In some sense, I don't feel as if I've failed the community or even myself because this endeavor won't last, but that we have collectively failed the books and the ideas they represent. I know that sounds melodramatically moonbeam-ish, but I've spent most of the day today walking through the shelves as I culled books to send back, making mental notes of my favorites. And every time I come across a book that made me think a little longer and harder about what it means to be human, or helped me understand someone different from me, or transported me to another place or time, I feel the little pang of goodbye. These books, the good ones at least, have souls. As one of my older customers tells me every time he comes in, they're old friends. The Watsons Go To Birmingham is a little sassy, "Seriously? Couldn't you have done a little better by us?" To Kill a Mockingbird cajoles sweetly, "Come on, I've got something important to say and I'm relying on you to get me to the person I need to say it to." The Road, in typical minimalist fashion, grumps, "I trusted you" and lapses back into terse silence.

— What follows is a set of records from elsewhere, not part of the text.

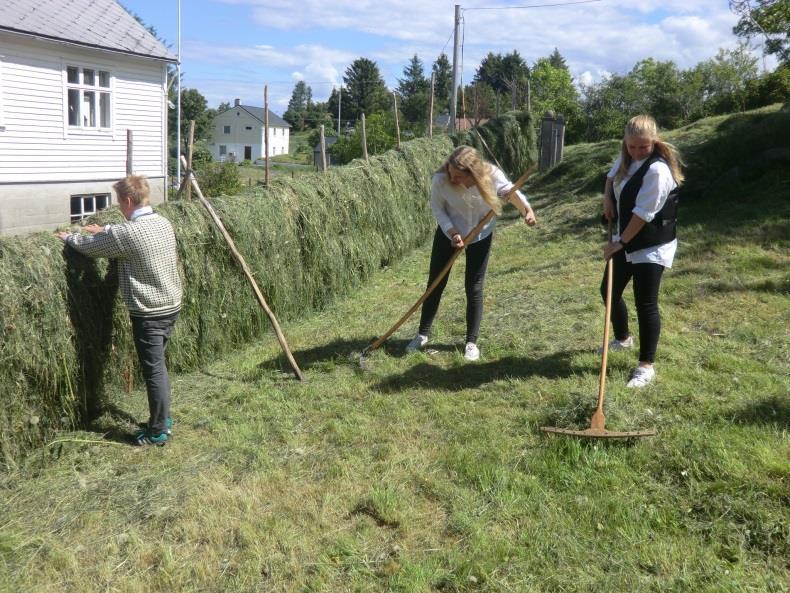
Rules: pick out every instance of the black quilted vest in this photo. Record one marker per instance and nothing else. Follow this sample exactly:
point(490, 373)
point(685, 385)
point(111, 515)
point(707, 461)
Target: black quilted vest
point(656, 232)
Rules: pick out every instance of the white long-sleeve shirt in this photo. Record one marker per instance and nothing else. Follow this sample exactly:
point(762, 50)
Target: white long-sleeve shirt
point(462, 208)
point(656, 187)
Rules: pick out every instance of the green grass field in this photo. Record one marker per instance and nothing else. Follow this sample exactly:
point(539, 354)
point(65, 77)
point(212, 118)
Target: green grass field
point(422, 472)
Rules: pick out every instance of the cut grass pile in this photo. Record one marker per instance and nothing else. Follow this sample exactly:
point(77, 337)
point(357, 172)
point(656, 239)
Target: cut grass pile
point(421, 473)
point(65, 333)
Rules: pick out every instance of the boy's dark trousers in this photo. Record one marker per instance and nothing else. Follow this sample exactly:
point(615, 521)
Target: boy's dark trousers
point(150, 340)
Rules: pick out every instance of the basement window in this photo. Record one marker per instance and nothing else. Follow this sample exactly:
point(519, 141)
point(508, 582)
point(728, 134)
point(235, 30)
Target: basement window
point(83, 206)
point(88, 98)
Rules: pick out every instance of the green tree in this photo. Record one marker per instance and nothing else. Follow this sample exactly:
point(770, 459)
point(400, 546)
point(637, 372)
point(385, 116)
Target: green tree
point(768, 18)
point(727, 78)
point(193, 107)
point(414, 89)
point(364, 90)
point(301, 101)
point(507, 74)
point(556, 60)
point(442, 84)
point(552, 89)
point(661, 87)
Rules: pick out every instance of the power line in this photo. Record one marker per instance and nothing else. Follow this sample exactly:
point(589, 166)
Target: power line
point(532, 6)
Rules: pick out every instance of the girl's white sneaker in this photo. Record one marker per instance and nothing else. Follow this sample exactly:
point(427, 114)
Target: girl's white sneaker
point(641, 377)
point(417, 343)
point(471, 352)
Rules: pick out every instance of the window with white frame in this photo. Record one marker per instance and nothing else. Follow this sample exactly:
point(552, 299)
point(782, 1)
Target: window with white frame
point(85, 205)
point(89, 98)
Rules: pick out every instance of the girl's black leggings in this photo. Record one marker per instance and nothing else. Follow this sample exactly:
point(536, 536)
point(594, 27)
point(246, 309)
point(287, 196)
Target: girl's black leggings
point(647, 280)
point(476, 264)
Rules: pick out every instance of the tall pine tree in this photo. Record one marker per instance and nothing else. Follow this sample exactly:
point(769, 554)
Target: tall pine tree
point(364, 90)
point(442, 84)
point(414, 89)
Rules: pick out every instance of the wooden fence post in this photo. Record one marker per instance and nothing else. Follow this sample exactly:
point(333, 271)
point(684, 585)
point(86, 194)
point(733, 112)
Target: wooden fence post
point(397, 125)
point(130, 153)
point(266, 131)
point(189, 155)
point(323, 150)
point(364, 139)
point(430, 109)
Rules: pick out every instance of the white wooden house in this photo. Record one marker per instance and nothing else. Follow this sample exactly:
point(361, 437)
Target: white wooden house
point(238, 134)
point(74, 77)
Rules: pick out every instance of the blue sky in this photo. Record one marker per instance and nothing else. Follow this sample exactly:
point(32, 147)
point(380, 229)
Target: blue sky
point(232, 48)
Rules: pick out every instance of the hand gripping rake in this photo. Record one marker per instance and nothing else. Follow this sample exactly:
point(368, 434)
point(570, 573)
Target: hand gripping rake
point(597, 430)
point(471, 235)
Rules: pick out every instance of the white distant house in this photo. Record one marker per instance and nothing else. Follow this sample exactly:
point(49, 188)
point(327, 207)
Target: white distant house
point(74, 77)
point(238, 134)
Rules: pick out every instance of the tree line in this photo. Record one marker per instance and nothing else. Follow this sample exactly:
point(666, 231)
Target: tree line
point(730, 81)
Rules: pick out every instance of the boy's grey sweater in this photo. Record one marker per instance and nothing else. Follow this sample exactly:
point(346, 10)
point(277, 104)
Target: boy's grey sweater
point(147, 262)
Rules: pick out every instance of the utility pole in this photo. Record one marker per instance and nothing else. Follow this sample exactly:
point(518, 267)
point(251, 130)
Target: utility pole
point(178, 104)
point(454, 94)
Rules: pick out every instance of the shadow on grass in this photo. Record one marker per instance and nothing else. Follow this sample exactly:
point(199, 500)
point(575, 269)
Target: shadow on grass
point(771, 410)
point(469, 376)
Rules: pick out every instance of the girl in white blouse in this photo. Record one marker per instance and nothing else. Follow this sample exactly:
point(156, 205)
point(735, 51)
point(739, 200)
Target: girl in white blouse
point(640, 196)
point(463, 191)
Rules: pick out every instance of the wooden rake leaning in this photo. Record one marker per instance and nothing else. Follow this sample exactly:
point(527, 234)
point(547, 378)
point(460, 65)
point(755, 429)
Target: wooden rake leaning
point(245, 268)
point(471, 235)
point(597, 429)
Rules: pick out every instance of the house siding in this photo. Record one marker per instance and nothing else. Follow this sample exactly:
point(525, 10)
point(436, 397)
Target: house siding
point(42, 161)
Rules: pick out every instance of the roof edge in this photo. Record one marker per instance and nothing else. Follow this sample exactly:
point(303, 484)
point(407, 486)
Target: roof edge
point(172, 60)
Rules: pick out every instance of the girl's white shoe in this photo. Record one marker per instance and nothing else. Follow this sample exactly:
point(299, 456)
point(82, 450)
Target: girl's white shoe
point(641, 377)
point(471, 352)
point(417, 343)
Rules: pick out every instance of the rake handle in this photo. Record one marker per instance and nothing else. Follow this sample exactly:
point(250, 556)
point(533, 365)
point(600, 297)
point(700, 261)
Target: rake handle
point(598, 417)
point(247, 273)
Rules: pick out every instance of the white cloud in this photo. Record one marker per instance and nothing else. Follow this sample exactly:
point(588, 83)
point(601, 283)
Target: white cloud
point(595, 38)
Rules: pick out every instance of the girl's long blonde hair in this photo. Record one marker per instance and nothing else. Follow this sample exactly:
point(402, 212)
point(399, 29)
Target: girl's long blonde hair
point(468, 160)
point(644, 126)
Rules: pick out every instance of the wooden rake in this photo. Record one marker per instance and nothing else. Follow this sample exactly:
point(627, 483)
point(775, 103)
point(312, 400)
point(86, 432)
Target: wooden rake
point(247, 273)
point(446, 269)
point(597, 429)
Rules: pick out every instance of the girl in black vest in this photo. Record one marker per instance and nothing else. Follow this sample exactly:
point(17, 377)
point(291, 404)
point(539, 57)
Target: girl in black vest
point(640, 200)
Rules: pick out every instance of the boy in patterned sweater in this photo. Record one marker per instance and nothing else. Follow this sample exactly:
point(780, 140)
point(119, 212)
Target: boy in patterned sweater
point(145, 248)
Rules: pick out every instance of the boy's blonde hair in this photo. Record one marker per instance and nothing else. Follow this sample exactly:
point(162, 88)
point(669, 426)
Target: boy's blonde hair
point(468, 160)
point(134, 187)
point(644, 126)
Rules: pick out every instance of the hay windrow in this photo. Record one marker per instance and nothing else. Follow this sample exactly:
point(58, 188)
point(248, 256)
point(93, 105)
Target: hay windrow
point(307, 240)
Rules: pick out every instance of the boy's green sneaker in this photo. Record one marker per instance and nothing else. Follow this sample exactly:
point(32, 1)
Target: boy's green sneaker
point(168, 426)
point(145, 438)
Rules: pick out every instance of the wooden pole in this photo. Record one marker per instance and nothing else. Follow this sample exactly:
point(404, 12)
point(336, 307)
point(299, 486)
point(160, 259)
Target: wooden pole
point(323, 150)
point(471, 235)
point(397, 125)
point(364, 139)
point(430, 109)
point(189, 154)
point(258, 295)
point(266, 131)
point(339, 102)
point(129, 152)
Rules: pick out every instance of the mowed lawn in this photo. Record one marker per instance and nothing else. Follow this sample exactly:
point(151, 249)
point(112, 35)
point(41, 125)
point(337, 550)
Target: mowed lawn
point(426, 473)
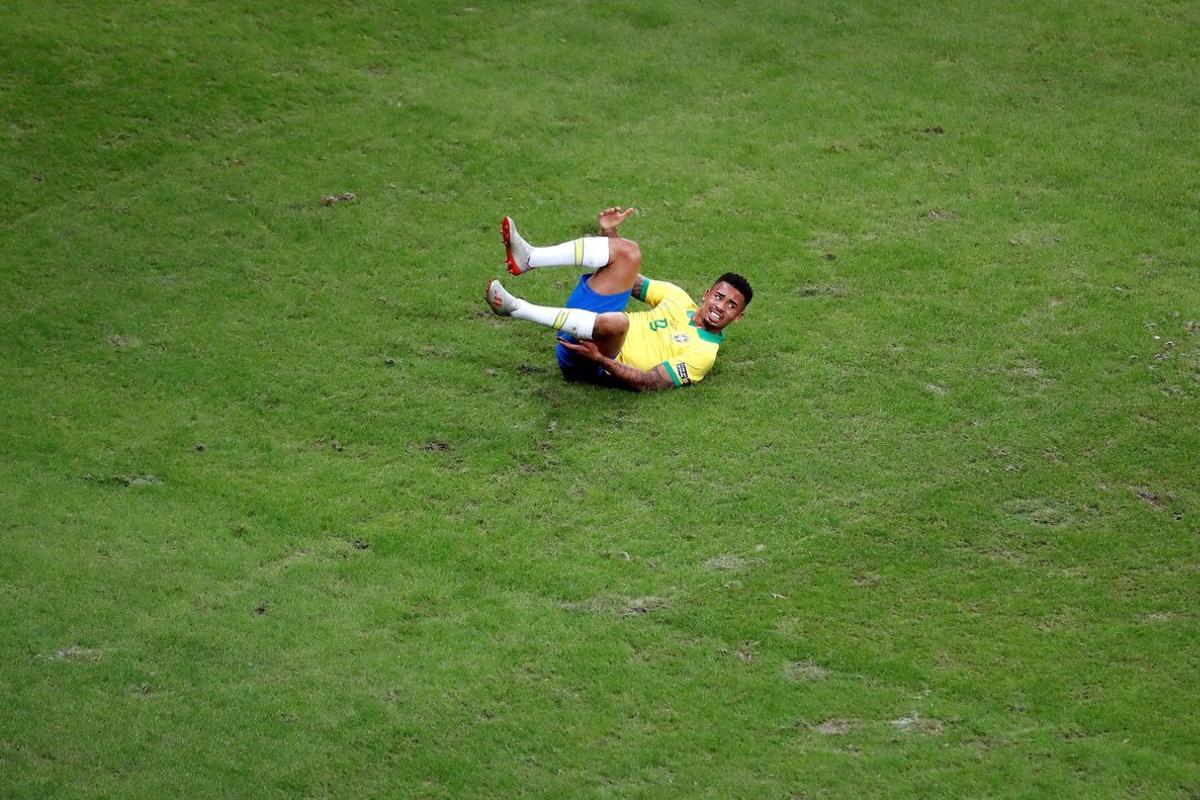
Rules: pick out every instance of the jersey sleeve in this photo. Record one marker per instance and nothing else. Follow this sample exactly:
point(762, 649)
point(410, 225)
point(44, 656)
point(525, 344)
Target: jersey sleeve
point(655, 292)
point(690, 366)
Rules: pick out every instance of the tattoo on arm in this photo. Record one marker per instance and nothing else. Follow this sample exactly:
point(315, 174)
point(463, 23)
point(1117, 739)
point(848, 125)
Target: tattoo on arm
point(635, 378)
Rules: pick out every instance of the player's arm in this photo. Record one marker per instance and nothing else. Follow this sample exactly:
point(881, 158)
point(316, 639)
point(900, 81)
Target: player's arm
point(627, 376)
point(611, 218)
point(653, 292)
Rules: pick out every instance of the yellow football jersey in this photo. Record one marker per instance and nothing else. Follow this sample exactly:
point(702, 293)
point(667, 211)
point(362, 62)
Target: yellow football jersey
point(666, 335)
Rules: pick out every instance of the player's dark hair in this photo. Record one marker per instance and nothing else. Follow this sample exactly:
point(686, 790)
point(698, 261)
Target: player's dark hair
point(738, 283)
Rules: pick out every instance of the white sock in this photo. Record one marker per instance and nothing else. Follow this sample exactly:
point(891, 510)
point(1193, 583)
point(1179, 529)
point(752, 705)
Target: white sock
point(576, 322)
point(591, 252)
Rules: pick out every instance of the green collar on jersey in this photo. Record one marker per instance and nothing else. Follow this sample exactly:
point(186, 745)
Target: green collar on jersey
point(708, 336)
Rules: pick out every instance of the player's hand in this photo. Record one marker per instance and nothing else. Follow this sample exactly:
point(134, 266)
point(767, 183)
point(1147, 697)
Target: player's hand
point(611, 218)
point(586, 348)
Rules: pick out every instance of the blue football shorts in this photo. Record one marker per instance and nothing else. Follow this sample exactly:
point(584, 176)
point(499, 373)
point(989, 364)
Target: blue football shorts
point(574, 366)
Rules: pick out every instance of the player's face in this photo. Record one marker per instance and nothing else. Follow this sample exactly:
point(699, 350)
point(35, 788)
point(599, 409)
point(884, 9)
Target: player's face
point(720, 306)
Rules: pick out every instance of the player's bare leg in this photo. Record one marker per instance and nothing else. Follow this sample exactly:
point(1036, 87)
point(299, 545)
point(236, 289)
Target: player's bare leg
point(609, 332)
point(606, 330)
point(591, 252)
point(619, 274)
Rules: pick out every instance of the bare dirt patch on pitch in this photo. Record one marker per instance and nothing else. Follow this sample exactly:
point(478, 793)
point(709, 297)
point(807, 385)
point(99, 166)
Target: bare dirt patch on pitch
point(804, 671)
point(730, 563)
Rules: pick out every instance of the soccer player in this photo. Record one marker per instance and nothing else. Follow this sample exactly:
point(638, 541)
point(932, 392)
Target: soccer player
point(675, 343)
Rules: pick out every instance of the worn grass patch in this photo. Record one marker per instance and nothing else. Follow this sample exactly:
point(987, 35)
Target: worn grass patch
point(288, 512)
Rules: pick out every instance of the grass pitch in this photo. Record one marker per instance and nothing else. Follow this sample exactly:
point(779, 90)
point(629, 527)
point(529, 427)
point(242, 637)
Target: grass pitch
point(287, 512)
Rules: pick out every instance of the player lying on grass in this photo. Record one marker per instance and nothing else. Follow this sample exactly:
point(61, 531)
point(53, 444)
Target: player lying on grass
point(675, 343)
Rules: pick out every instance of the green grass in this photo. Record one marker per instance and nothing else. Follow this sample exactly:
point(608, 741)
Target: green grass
point(929, 529)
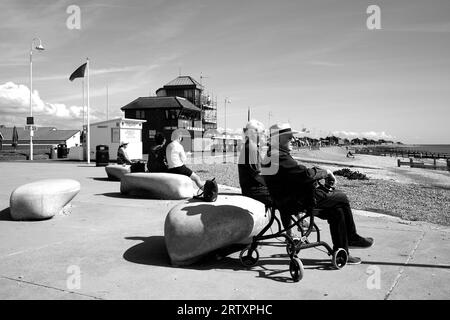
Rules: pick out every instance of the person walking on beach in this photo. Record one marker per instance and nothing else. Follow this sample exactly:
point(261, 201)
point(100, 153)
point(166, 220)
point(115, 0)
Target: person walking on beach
point(157, 156)
point(249, 165)
point(176, 158)
point(290, 184)
point(122, 155)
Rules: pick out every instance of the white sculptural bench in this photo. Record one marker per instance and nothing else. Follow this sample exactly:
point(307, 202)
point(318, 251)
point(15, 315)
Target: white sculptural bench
point(166, 186)
point(42, 199)
point(195, 228)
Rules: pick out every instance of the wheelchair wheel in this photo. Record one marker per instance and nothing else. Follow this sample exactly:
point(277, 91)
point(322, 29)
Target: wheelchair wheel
point(296, 269)
point(289, 248)
point(339, 258)
point(249, 258)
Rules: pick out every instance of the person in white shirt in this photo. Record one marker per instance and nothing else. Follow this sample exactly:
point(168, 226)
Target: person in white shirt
point(176, 158)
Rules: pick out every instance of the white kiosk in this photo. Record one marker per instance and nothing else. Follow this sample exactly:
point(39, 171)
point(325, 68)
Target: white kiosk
point(115, 131)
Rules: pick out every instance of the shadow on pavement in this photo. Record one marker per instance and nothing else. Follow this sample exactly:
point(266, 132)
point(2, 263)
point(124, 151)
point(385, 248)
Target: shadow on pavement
point(152, 251)
point(116, 195)
point(417, 265)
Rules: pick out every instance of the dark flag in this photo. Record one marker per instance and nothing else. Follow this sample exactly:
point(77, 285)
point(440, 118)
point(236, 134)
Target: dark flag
point(79, 73)
point(15, 138)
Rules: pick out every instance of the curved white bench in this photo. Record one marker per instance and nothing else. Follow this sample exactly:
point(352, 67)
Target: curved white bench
point(195, 228)
point(42, 199)
point(116, 171)
point(166, 186)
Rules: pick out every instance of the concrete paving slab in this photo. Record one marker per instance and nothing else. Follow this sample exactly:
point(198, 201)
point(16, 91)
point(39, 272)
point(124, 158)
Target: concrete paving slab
point(117, 244)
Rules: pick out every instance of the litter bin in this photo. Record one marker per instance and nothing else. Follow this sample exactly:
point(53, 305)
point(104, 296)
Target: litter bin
point(101, 155)
point(53, 152)
point(62, 151)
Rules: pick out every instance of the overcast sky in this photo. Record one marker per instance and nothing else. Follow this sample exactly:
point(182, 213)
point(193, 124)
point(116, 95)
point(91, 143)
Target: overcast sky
point(312, 63)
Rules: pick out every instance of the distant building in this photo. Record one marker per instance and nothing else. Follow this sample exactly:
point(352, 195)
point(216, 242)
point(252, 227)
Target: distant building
point(178, 104)
point(113, 132)
point(43, 137)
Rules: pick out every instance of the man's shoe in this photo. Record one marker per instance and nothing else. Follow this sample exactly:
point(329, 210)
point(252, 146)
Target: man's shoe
point(360, 242)
point(353, 260)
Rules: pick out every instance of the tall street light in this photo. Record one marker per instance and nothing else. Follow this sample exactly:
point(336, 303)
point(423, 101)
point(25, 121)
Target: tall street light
point(225, 131)
point(30, 122)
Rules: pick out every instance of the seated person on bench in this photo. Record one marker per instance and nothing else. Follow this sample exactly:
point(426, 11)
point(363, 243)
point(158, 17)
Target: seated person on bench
point(176, 158)
point(289, 185)
point(249, 164)
point(249, 167)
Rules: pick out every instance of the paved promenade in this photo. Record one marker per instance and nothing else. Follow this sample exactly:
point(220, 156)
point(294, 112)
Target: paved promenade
point(116, 244)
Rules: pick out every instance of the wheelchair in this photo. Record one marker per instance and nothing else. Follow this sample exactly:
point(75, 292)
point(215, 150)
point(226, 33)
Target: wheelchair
point(249, 256)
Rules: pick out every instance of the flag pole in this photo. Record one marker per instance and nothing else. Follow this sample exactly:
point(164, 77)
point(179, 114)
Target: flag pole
point(83, 105)
point(88, 130)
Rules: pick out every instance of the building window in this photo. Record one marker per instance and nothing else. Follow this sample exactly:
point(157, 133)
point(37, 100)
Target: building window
point(140, 114)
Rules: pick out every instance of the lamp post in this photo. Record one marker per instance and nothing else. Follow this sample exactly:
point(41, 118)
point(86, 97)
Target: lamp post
point(39, 47)
point(225, 132)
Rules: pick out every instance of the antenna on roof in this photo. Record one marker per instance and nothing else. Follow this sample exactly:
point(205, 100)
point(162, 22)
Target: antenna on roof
point(201, 78)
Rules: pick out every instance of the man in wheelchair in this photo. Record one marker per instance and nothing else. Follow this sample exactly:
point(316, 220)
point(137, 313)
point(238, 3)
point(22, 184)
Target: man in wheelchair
point(294, 187)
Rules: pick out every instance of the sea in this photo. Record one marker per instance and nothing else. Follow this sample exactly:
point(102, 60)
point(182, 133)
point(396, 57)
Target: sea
point(432, 148)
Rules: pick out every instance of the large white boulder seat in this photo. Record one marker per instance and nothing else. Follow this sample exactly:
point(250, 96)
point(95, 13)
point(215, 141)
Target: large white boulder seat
point(42, 199)
point(157, 185)
point(195, 228)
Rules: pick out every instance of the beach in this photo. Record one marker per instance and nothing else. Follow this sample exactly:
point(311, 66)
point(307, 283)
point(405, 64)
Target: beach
point(413, 194)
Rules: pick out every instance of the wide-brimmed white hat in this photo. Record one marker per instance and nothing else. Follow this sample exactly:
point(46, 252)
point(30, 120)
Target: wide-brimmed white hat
point(282, 129)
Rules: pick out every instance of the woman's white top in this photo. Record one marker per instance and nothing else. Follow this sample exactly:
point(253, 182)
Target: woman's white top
point(175, 154)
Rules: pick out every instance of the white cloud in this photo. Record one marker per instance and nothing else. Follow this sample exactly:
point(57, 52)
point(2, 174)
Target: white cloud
point(15, 107)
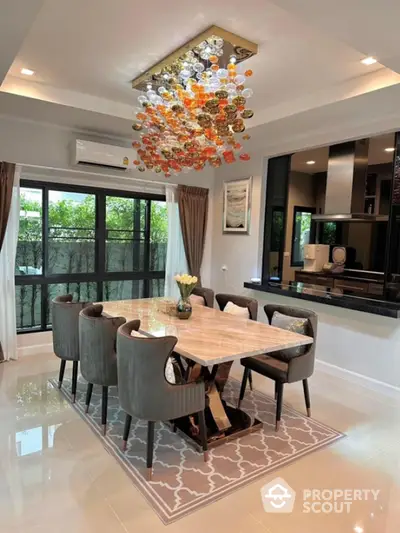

A very sweet regular customer came in yesterday and thanked me for giving her Garth Stein's The Art Of Racing In the Rain. She and her family had been here a few months ago and had been distraught because they had just put the family dog to sleep. She needed the book, I had the book, so I gave it to her and told her to read it when she felt able and bring it back when she was done. The book's narrator is a whip-smart, witty, wise-souled mutt named Enzo who believes that, once he's learned all there is to learn as a dog, he will be reincarnated as a man. It's a very sweet, well-written story that deals very sensitively with what it means to be human and to have a soul. Anyway, the lady came back yesterday to tell me the rest of HER story. She, herself, had been going into the hospital the next day for treatment of a very serious condition--this on the heels of the poor dead dog. It was almost too much for the family to take. She told me she had been overwhelmed by the simple act of me giving her the book. And I thought, maybe that was why I opened the bookstore in the first place. Maybe it wasn't to build a creative community gathering place or champion literacy or fulfill a childhood dream. Maybe it was because this woman would need this book on this particular spring day, and I needed to be here to pair her up with it. Several months of hard work, a fair amount of stress, a few tears and a couple of buckets of sweat in return for being able to be in the right place at the right time. I think that's a pretty good trade.